Turkish Army was final institution in which women were prohibited from wearing headscarves

Turkey will lift a ban on female officers wearing the Islamic headscarf in the officially secular country’s armed forces, according to state media.

The military was the final Turkish institution where women were prohibited from wearing the headscarf, after reforms by the Islamic-rooted government under Recep Tayyip Erdoğan that have allowed it to be worn in education, politics and the police.

The move, ordered by the defence ministry, applies to female officers working in the general staff and command headquarters and branches, the state-run Anadolu news agency said on Wednesday.

Women may wear the headscarf underneath their cap or beret as long as it is the same colour as their uniform and does not cover their faces.

The reform will come into force once it is published in the official gazette. It will also apply to female cadets, but it was not immediately clear if it applied to women on combat missions.

The ruling Justice and Development party (AKP), co-founded by Erdoğan, has long pressed for the removal of restrictions on women wearing the headscarf.

Speaking to Turkish reporters at his offices in Ankara, Binali Yildirim, the prime minister, said he believed the removal of the ban was “very positive”, the pro-government daily Yeni Safak said.

The military has traditionally been seen as the strongest bastion of secular Turkey and had been hostile to any perceived Islamisation of state institutions.

But its political power has ebbed since the government increased control over the armed forces after the failed military coup in July, blamed on followers of the US-based Islamic preacher Fethullah Gülen.

Turkey lifted a ban on the wearing of the headscarf on university campuses in 2010. It allowed female students to wear it in state institutions from 2013 and in high school in 2014.

Headscarves have been seen in parliament since October 2013, when four female AKP MPs wore them in a session. In 1999, a headscarf-wearing MP from the now-defunct Virtue party had been heckled out of the chamber.

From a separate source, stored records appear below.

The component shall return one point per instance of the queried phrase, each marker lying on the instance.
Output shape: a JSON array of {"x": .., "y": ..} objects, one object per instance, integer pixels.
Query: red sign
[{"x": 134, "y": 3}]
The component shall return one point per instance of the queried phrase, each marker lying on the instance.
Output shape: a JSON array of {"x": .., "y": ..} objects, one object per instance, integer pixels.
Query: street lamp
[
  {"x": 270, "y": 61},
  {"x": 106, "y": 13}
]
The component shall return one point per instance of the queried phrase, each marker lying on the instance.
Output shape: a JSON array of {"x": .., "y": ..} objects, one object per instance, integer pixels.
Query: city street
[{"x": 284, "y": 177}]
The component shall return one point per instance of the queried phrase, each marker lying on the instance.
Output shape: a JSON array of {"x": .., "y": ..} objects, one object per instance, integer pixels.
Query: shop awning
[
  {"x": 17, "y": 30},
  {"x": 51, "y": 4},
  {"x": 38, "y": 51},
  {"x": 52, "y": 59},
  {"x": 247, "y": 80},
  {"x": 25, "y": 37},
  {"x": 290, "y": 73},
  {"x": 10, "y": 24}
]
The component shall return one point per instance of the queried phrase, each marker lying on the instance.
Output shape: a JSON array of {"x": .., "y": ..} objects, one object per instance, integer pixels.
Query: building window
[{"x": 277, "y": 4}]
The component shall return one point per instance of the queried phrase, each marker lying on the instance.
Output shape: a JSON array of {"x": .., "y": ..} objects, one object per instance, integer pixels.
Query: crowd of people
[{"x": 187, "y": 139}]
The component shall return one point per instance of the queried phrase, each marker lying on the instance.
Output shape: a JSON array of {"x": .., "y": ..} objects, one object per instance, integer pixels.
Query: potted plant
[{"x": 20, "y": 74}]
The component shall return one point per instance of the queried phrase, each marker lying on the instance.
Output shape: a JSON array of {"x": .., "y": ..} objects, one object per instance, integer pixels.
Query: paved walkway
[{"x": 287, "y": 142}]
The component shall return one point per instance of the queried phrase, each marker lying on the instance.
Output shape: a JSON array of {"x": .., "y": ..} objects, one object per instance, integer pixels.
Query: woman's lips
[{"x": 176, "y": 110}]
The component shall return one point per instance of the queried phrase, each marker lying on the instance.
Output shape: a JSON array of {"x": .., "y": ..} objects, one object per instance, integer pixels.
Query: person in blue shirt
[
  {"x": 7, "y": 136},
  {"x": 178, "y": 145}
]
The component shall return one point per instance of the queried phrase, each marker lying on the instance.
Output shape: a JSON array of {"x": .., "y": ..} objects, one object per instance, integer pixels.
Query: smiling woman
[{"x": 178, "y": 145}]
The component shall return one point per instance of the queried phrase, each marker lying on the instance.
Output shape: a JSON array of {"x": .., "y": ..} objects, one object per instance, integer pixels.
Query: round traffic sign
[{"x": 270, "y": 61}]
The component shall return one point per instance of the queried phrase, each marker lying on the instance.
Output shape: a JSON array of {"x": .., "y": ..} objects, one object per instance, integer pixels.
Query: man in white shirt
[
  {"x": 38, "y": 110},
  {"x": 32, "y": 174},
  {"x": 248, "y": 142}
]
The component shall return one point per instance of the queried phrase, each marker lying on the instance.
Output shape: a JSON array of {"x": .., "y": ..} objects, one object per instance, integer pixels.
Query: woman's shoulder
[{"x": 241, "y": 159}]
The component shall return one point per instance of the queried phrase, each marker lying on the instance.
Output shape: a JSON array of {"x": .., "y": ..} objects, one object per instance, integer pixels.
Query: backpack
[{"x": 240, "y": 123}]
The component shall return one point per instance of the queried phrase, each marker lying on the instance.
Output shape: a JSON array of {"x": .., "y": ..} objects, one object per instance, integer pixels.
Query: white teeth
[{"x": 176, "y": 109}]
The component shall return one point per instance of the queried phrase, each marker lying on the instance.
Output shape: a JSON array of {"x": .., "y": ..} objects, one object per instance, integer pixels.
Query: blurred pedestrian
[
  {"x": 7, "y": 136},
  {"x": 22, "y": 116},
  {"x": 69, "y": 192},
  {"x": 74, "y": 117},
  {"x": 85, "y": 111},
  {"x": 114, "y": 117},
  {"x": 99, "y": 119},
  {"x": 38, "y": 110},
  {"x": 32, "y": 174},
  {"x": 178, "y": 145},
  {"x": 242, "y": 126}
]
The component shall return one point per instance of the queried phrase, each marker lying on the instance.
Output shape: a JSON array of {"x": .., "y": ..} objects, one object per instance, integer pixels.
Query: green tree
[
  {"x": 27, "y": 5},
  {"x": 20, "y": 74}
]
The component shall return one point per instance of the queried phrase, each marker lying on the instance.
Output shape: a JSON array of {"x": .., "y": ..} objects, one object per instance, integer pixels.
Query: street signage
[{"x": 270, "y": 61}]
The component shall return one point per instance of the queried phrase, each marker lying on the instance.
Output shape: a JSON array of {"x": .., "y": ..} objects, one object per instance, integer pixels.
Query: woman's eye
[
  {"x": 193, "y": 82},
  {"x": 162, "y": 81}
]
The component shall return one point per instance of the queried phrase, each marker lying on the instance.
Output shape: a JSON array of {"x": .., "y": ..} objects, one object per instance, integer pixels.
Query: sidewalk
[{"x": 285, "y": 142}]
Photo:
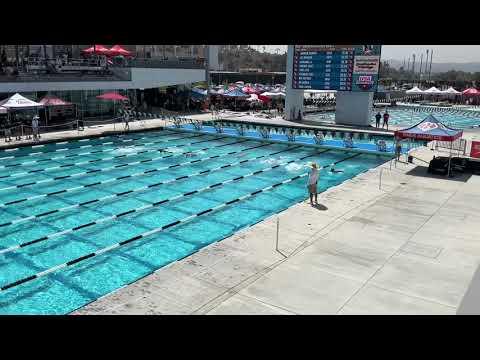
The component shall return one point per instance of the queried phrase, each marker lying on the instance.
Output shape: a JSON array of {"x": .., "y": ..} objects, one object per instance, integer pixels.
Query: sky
[{"x": 441, "y": 53}]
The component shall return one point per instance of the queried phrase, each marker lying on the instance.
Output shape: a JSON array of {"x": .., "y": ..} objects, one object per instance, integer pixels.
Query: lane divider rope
[
  {"x": 131, "y": 175},
  {"x": 107, "y": 158},
  {"x": 145, "y": 207},
  {"x": 143, "y": 188},
  {"x": 82, "y": 173},
  {"x": 95, "y": 152},
  {"x": 150, "y": 232},
  {"x": 168, "y": 132}
]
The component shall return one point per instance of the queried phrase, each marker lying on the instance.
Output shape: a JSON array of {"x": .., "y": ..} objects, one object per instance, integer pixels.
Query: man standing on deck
[
  {"x": 312, "y": 183},
  {"x": 377, "y": 119},
  {"x": 386, "y": 116}
]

And in the latest key reform before the army’s move, in August Turkey allowed female police officers to wear the headscarf as part of their uniform.

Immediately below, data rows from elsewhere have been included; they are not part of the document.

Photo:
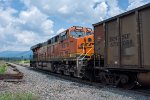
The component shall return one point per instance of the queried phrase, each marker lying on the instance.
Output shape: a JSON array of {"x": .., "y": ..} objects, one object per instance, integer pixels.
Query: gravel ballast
[{"x": 48, "y": 87}]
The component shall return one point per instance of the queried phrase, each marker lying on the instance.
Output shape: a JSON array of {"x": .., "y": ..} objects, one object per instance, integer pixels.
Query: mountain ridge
[{"x": 16, "y": 54}]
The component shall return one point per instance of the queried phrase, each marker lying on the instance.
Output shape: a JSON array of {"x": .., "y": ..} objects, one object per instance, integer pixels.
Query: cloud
[{"x": 28, "y": 28}]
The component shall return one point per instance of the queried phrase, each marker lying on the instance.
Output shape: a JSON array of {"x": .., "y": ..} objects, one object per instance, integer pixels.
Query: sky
[{"x": 24, "y": 23}]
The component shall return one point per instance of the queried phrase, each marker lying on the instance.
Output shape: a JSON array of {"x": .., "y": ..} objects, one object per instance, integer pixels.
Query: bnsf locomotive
[
  {"x": 66, "y": 52},
  {"x": 121, "y": 50}
]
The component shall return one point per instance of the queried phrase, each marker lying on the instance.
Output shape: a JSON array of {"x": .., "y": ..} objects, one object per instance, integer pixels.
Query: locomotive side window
[
  {"x": 64, "y": 36},
  {"x": 88, "y": 33},
  {"x": 77, "y": 33}
]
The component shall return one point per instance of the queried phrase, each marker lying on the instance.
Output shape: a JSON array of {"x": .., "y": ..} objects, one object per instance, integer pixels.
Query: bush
[{"x": 18, "y": 96}]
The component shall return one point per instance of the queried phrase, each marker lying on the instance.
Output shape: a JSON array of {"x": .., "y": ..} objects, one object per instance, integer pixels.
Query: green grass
[
  {"x": 3, "y": 67},
  {"x": 18, "y": 96}
]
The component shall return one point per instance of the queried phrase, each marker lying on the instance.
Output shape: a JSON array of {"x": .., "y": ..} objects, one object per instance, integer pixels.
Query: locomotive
[{"x": 117, "y": 53}]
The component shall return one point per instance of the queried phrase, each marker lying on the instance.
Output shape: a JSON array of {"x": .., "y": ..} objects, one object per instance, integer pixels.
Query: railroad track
[{"x": 140, "y": 90}]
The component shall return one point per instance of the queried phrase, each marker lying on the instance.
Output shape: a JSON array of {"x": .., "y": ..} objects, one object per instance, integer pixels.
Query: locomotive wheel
[
  {"x": 128, "y": 81},
  {"x": 103, "y": 78}
]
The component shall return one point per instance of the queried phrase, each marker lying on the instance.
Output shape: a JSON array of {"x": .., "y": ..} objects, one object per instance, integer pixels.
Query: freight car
[
  {"x": 65, "y": 53},
  {"x": 120, "y": 56},
  {"x": 122, "y": 42}
]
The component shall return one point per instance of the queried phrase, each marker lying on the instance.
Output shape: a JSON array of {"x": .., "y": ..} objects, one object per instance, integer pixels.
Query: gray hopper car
[{"x": 123, "y": 44}]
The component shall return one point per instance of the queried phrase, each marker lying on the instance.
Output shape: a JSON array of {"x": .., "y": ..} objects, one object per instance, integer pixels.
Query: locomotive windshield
[{"x": 77, "y": 33}]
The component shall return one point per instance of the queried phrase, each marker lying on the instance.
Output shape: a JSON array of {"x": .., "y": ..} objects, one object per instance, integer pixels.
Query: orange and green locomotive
[{"x": 65, "y": 53}]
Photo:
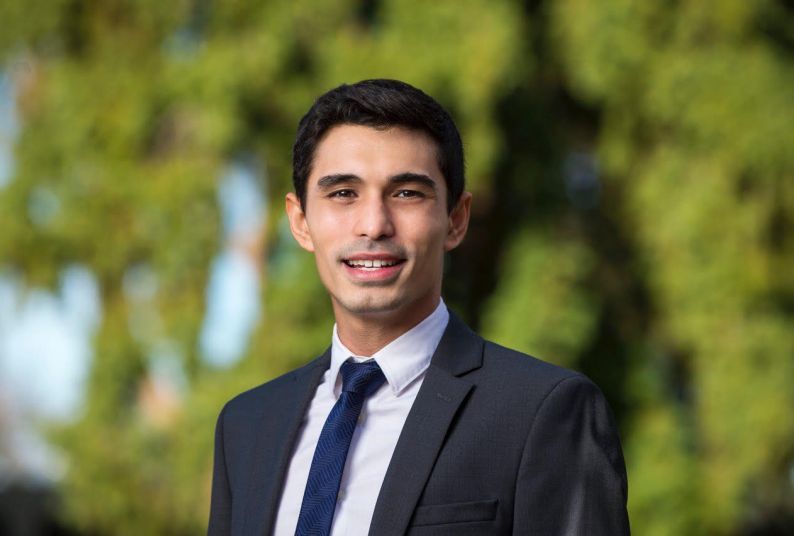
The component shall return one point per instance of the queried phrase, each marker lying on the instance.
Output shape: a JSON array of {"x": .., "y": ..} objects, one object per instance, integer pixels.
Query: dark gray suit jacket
[{"x": 497, "y": 442}]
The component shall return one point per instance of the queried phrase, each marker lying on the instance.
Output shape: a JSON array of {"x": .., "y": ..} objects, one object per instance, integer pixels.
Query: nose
[{"x": 374, "y": 220}]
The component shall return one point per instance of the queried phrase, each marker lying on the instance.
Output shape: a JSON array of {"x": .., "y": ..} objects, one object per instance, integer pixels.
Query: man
[{"x": 409, "y": 423}]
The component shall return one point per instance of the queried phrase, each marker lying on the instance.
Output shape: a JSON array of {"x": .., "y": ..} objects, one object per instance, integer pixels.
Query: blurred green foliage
[{"x": 632, "y": 167}]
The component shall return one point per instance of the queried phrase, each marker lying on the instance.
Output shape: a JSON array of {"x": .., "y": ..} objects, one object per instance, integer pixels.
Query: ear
[
  {"x": 458, "y": 222},
  {"x": 297, "y": 222}
]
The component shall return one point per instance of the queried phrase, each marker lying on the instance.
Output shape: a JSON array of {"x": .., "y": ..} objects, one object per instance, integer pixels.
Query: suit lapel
[
  {"x": 425, "y": 429},
  {"x": 275, "y": 440}
]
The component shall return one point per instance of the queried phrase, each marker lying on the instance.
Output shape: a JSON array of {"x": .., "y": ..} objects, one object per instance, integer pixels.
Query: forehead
[{"x": 372, "y": 153}]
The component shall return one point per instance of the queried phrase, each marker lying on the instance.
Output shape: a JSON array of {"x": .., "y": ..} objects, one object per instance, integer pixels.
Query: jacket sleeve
[
  {"x": 572, "y": 477},
  {"x": 221, "y": 502}
]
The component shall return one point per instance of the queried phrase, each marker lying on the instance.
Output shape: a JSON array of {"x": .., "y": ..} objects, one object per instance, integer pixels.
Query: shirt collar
[{"x": 402, "y": 360}]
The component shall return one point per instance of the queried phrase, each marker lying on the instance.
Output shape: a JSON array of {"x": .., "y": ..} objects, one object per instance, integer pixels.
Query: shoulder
[
  {"x": 514, "y": 367},
  {"x": 525, "y": 380},
  {"x": 266, "y": 396}
]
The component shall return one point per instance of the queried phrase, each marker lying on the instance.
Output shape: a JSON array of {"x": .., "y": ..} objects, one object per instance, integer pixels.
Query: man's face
[{"x": 376, "y": 220}]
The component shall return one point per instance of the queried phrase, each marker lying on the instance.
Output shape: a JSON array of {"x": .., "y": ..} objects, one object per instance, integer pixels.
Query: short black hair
[{"x": 379, "y": 103}]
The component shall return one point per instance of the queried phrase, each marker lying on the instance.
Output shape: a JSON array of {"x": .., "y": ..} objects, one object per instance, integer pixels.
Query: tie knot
[{"x": 362, "y": 378}]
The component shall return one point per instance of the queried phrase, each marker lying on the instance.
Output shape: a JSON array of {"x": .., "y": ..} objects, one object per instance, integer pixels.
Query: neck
[{"x": 364, "y": 335}]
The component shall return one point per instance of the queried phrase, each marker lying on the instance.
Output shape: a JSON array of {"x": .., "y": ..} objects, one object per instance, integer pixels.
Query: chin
[{"x": 372, "y": 305}]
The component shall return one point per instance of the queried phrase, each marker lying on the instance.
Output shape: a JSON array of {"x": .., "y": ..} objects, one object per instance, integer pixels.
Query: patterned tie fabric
[{"x": 359, "y": 381}]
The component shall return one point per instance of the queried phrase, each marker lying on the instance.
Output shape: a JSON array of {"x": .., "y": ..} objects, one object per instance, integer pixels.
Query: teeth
[{"x": 371, "y": 263}]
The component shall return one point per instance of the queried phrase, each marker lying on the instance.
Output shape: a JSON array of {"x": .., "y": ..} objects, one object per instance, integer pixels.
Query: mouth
[{"x": 373, "y": 268}]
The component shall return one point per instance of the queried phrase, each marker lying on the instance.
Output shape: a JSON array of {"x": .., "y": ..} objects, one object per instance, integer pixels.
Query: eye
[
  {"x": 408, "y": 193},
  {"x": 344, "y": 193}
]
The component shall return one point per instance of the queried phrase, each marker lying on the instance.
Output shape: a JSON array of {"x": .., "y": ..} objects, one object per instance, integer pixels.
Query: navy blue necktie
[{"x": 359, "y": 381}]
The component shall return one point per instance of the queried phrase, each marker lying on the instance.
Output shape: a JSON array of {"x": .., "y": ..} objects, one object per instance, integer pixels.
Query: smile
[
  {"x": 373, "y": 271},
  {"x": 371, "y": 263}
]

At the time of the controversy over lifting the ban in the police forces, pro-government media pointed out that several western states had already granted female officers permission to wear the garment.

The military was until now seen as the last holdout on the issue, although civilians employed by the armed forces have been able to wear the hijab since 2016.

There had been signs that the landmark reform was in the offing when press reports said that a woman, Merve Gurbuz, was undergoing training that could make her Turkey’s first hijab-wearing fighter pilot.

Erdoğan’s critics have long accused the president of eating away at the secular pillars of modern Turkey set up by its founder, Mustafa Kemal Atatürk, when he established the Turkish republic in 1923.

The government rejects the suggestions, saying it allows freedom of worship for all Turkish citizens whatever their beliefs.